The discovery increases concerns for pig farmers trying to avoid the disease. It also raises the economic pressure on feed manufacturers already struggling with low margins and slowing demand.
Small pig farms in Anhui have been ravaged by African swine fever but authorities had recently lifted restrictions in four cities there after no new cases were reported.
The latest outbreak was discovered on a farm with 8,339 pigs in Qingyang county in the south of the province.
China has struggled to stem the rapid spread of African swine fever, which has now reached most of the country’s pig-farming regions. The country produces almost 700 million pigs a year, or about half of the world’s total.
Beijing earlier said many of the cases in Anhui were caused by feeding kitchen waste to pigs that was not properly processed to kill the virus.
However, many industry experts have long suspected feed supplies could be contaminated with the disease.
African swine fever, which cannot be cured and has no vaccine, is known to survive for weeks in feed ingredients like soymeal.
“I think buyers will be quite worried about purchasing feed from similar subsidiaries,” said Pan Chenjun, senior analyst at Rabobank.
She added that major pig producers were already worried about how to verify the safety of their feed supplies.
“If there’s any contamination, it’s very difficult to control,” she said.
Tangrenshen relies on animal feed for most of its income, reporting 2017 feed sales of 12.6 billion yuan (US$1.81 billion).
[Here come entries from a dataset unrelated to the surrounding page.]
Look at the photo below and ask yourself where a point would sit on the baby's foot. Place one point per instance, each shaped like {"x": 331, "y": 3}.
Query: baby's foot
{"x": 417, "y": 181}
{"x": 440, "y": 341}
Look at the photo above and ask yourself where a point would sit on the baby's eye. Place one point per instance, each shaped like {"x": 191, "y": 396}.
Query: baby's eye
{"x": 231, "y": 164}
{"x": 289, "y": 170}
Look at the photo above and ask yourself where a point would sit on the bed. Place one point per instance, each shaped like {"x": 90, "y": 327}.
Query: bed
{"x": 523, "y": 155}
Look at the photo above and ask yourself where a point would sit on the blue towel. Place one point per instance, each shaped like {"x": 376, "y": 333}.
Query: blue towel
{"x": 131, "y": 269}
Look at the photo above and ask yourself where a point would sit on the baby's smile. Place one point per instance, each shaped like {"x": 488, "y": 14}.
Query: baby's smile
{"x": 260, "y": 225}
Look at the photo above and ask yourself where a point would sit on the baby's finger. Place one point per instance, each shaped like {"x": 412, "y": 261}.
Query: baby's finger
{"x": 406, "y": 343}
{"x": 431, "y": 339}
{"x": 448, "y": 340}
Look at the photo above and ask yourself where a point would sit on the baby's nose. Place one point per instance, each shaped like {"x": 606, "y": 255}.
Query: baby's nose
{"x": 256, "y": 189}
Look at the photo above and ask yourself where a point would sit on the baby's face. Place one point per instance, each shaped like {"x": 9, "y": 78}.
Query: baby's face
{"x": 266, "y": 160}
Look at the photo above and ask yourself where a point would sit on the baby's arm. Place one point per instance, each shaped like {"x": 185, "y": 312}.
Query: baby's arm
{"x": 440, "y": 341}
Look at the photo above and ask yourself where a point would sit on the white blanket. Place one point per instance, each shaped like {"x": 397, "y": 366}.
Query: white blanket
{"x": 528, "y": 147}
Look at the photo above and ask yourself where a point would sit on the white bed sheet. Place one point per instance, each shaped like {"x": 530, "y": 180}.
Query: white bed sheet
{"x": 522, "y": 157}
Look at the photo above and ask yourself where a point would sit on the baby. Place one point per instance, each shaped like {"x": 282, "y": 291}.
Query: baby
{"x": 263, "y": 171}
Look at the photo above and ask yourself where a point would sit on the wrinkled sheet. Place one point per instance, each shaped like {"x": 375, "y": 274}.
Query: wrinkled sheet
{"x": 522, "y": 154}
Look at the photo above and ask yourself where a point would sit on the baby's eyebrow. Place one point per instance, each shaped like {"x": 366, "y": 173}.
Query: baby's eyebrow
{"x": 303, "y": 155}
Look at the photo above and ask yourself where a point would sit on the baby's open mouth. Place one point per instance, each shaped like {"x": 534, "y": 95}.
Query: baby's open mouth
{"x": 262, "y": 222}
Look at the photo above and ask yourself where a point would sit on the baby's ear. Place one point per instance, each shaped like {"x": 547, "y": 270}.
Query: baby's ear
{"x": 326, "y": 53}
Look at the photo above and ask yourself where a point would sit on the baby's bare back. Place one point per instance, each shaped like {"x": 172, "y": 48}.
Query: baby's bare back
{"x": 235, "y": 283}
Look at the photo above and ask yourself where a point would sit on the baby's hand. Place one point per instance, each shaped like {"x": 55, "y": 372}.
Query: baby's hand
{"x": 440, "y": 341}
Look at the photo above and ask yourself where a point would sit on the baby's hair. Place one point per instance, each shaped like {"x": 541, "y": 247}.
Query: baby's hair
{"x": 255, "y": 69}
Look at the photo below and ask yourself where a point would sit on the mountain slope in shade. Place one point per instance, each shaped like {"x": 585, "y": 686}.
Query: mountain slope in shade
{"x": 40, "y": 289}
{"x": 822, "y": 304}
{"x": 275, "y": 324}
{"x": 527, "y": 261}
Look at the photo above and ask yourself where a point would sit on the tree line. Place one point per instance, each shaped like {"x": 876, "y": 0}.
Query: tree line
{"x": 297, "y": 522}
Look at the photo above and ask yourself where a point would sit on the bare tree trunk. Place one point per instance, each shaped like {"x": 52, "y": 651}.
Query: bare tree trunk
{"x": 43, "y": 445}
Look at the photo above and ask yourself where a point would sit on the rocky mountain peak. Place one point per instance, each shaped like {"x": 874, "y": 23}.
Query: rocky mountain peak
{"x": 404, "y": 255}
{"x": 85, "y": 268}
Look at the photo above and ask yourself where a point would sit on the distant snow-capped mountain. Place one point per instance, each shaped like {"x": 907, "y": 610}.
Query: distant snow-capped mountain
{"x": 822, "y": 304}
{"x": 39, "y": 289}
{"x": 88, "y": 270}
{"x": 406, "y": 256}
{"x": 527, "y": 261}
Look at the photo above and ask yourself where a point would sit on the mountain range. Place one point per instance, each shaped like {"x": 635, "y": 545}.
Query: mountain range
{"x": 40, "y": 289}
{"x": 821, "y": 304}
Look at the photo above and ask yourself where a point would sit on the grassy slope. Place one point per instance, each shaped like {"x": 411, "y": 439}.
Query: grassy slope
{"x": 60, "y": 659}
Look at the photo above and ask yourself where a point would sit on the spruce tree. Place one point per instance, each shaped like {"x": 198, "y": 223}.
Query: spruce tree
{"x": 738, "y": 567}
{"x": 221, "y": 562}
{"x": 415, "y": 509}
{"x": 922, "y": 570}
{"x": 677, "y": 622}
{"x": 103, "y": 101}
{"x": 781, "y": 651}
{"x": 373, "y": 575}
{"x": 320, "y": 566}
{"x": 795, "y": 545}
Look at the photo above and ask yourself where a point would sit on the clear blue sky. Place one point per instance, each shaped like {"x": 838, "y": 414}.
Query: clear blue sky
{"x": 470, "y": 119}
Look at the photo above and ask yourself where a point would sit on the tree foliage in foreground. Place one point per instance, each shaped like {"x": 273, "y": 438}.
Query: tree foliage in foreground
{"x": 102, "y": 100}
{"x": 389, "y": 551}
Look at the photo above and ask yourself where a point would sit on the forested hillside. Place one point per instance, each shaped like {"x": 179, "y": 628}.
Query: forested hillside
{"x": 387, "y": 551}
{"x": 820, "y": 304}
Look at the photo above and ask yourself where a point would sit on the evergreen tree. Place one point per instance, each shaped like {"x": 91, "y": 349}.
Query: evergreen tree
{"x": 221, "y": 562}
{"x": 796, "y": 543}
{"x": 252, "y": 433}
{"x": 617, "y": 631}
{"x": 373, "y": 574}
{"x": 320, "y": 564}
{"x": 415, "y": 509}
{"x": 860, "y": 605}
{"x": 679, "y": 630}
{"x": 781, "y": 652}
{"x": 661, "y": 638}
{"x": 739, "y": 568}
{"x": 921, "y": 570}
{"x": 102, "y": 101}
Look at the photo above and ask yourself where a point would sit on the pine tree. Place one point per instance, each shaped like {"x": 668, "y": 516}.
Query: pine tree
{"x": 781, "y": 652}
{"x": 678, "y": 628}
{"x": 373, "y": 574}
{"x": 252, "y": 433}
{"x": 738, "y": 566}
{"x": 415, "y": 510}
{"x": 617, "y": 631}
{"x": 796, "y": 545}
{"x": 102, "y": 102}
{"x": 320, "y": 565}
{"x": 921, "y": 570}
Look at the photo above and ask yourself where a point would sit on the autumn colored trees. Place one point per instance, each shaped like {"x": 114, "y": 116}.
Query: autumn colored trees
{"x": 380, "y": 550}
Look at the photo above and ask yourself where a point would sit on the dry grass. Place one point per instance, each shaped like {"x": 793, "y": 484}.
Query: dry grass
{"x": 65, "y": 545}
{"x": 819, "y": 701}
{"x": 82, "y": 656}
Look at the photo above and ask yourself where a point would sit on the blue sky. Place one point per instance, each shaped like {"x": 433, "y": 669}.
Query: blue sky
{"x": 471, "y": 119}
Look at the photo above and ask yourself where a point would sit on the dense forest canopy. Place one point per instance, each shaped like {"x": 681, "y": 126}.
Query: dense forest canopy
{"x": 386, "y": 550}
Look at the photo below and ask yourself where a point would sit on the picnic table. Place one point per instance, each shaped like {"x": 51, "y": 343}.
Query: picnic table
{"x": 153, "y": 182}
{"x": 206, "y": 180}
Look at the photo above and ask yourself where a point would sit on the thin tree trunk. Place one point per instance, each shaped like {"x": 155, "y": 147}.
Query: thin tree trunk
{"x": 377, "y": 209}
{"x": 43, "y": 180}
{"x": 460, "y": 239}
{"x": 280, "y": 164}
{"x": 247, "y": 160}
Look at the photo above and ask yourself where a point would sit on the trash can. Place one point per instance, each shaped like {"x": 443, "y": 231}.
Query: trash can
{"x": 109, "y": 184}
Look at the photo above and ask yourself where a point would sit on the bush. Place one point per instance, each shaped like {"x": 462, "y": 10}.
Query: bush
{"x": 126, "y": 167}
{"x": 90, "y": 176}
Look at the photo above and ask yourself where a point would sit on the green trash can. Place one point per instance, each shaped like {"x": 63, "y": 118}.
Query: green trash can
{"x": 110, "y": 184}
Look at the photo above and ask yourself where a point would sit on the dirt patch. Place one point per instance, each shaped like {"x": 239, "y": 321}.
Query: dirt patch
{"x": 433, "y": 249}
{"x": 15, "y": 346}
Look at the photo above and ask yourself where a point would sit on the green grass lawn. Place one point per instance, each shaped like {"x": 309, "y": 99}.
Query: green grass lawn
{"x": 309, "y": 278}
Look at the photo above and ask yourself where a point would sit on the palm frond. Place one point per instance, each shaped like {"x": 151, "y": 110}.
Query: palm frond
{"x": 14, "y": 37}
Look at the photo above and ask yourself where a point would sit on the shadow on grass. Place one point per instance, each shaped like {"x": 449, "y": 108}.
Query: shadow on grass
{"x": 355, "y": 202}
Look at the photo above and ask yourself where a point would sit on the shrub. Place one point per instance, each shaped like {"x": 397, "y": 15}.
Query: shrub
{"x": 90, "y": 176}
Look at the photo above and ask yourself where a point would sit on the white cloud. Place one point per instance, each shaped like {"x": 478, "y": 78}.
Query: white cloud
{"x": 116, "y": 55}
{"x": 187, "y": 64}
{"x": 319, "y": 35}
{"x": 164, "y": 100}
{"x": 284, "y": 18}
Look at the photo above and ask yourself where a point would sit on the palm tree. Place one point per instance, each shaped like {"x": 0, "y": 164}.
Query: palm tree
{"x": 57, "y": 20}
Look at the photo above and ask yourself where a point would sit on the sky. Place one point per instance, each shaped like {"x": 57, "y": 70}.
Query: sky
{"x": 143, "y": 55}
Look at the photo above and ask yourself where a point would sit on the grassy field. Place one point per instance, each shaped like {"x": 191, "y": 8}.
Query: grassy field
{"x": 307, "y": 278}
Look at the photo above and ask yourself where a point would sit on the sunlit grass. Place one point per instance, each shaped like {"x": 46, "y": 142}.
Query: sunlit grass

Like many Chinese feed companies, it has recently moved into pig farming and processing.
It acquired Bili Meiyingwei, also known as Shenzhen Premix INVE Nutrition, from Belgian feed maker INVE Belgium in 2016.
The company said the impact on its operations would be “relatively small”, with Bili Meiyingwei accounting for only 2.27 per cent of the group’s net profit in the first nine months of 2018.
The group’s shares fell as much as 6.6 per cent on Monday to 4.56 yuan (US$0.66).